Pour obtenir le consentement de la famille du donneur, Manon Werther doit signer un engagement : il n’y aura jamais aucune photo publié de ce visage reconstruit.
L’opéré n’est pas sympathique. On entend sa voix intérieure, on comprend vite que c’est un être haineux, redoutable, d’autant plus qu’il n’a plus grand-chose à perdre. Il vaudrait sans doute mieux pour tout le monde qu’il succombe sur la table d’opération. Hélas, le Dr Werther est trop bon médecin.
Sans que J-B Seigneric, l’auteur, médecin de son état, en fasse trop côté technique, ce roman est un efficace thriller médical. La greffe va-t-elle marcher ? Les prises de risque du patient vont-elles conduire au rejet ? On se surprend à vouloir absolument que le héros soit sauvé, alors que c’est un sale type. L’autre suspens, celui de l’histoire, suit son cours avec des justiciers domestiques, un cimetière très passant, des chiens hargneux et les limiers de la brigade criminelle en panne d’inspiration.

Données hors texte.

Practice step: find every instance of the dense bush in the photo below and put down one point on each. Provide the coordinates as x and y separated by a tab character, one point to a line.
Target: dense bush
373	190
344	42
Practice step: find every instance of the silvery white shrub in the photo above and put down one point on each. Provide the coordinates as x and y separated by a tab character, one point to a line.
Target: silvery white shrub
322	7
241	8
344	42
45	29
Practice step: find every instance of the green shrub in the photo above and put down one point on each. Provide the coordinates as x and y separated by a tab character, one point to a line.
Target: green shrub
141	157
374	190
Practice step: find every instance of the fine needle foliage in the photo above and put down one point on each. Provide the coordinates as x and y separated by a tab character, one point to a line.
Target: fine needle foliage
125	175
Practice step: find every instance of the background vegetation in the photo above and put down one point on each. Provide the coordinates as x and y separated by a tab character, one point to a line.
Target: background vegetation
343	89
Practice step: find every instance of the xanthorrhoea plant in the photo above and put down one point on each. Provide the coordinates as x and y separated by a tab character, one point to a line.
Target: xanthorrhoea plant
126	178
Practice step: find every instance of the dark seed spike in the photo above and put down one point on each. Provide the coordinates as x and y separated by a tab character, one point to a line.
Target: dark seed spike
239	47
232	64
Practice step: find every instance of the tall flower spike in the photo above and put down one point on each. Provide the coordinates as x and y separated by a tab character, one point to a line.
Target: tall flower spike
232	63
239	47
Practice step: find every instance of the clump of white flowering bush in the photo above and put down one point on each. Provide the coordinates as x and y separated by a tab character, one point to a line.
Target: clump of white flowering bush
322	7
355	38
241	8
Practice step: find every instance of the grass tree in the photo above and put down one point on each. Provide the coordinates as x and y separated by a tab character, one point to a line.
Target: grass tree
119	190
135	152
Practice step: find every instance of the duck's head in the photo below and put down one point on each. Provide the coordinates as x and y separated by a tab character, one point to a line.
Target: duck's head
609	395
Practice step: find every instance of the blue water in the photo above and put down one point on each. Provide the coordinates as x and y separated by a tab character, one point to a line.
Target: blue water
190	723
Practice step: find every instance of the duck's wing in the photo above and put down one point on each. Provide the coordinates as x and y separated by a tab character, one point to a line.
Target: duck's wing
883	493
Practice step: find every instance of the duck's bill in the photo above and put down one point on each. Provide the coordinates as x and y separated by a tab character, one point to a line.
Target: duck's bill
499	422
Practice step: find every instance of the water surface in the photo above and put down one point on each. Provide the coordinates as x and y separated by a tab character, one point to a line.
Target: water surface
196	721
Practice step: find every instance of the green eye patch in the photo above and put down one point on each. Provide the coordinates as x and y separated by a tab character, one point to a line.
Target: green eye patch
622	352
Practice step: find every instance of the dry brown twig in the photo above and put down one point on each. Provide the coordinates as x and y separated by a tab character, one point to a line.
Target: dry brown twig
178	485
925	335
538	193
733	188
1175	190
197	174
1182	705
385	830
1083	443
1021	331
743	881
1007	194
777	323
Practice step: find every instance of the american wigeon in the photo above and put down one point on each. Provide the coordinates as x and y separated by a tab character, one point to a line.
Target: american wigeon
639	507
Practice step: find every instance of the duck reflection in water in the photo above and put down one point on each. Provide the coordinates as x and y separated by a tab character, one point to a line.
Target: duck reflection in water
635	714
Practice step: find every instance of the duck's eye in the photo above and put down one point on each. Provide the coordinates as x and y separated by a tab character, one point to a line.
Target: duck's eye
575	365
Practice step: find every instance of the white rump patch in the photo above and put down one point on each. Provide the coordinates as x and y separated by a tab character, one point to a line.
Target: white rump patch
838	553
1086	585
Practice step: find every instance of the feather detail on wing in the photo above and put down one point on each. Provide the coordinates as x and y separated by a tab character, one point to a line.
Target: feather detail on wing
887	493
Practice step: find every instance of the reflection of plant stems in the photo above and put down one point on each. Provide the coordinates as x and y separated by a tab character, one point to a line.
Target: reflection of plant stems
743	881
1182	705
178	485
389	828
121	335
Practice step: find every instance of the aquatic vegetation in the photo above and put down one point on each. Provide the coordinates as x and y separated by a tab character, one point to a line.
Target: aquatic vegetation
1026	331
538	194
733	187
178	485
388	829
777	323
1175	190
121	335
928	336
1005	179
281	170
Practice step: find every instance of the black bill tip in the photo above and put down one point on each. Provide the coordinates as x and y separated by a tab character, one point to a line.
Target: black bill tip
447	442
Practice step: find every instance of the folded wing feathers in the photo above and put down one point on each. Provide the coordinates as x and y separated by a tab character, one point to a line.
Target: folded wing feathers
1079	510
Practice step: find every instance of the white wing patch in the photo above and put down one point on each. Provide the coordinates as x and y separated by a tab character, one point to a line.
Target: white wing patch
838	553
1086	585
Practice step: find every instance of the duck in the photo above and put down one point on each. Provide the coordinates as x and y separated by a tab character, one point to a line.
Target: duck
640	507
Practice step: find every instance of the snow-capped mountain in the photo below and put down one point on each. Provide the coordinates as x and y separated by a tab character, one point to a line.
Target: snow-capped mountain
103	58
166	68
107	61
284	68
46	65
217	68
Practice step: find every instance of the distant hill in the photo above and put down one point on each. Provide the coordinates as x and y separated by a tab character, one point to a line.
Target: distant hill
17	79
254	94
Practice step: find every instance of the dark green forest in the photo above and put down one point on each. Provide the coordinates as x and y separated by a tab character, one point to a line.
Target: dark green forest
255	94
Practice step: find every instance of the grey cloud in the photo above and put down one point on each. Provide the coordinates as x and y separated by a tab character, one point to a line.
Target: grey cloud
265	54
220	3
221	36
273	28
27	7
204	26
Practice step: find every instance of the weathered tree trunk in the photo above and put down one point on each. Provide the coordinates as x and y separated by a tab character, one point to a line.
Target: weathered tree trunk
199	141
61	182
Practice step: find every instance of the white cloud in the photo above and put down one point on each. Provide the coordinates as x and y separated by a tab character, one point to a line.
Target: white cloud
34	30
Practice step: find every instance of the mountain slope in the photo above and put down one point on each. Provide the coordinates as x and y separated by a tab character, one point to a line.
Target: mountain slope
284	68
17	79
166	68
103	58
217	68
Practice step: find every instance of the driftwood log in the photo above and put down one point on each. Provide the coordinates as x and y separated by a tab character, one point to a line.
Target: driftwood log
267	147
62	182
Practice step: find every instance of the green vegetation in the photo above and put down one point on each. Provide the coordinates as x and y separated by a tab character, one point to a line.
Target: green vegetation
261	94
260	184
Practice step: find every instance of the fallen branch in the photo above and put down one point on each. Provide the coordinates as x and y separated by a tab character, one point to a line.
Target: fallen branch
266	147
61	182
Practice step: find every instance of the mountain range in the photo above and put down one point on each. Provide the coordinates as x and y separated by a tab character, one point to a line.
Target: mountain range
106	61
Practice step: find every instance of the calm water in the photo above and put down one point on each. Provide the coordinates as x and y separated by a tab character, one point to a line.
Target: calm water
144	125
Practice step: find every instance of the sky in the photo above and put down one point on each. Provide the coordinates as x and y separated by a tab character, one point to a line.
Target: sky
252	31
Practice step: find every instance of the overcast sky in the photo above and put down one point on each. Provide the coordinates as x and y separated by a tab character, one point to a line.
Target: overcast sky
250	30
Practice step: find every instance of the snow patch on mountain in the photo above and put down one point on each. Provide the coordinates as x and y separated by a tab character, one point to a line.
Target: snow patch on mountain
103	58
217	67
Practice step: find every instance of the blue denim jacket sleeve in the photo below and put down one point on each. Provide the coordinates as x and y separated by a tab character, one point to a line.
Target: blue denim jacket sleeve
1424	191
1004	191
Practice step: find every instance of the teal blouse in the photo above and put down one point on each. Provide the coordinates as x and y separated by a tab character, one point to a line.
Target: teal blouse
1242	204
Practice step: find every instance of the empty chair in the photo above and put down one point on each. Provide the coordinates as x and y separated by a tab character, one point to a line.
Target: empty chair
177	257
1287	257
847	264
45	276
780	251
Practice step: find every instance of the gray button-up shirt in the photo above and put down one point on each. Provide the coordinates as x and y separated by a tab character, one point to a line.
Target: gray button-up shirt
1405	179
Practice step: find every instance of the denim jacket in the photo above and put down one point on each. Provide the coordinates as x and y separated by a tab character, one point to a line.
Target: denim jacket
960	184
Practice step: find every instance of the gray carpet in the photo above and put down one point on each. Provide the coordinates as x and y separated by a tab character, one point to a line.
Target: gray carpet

Sans être le plus grand roman hospitalier de ma connaissance, celui-ci est parfaitement maîtrisé et les lecteurs de Civic Instinct retrouveront certainement avec plaisir Murano, le héros. Le coup d’accélérateur de la fin, et les circonstances de celle-ci, dont je ne vous dirai rien mais qui a de quoi faire pousser quelques grognements, horrifiés et-ou dégoûtés… font de « Facies Delicti » une lecture sans prétention excessive mais qui remplit son office de thriller bien écrit.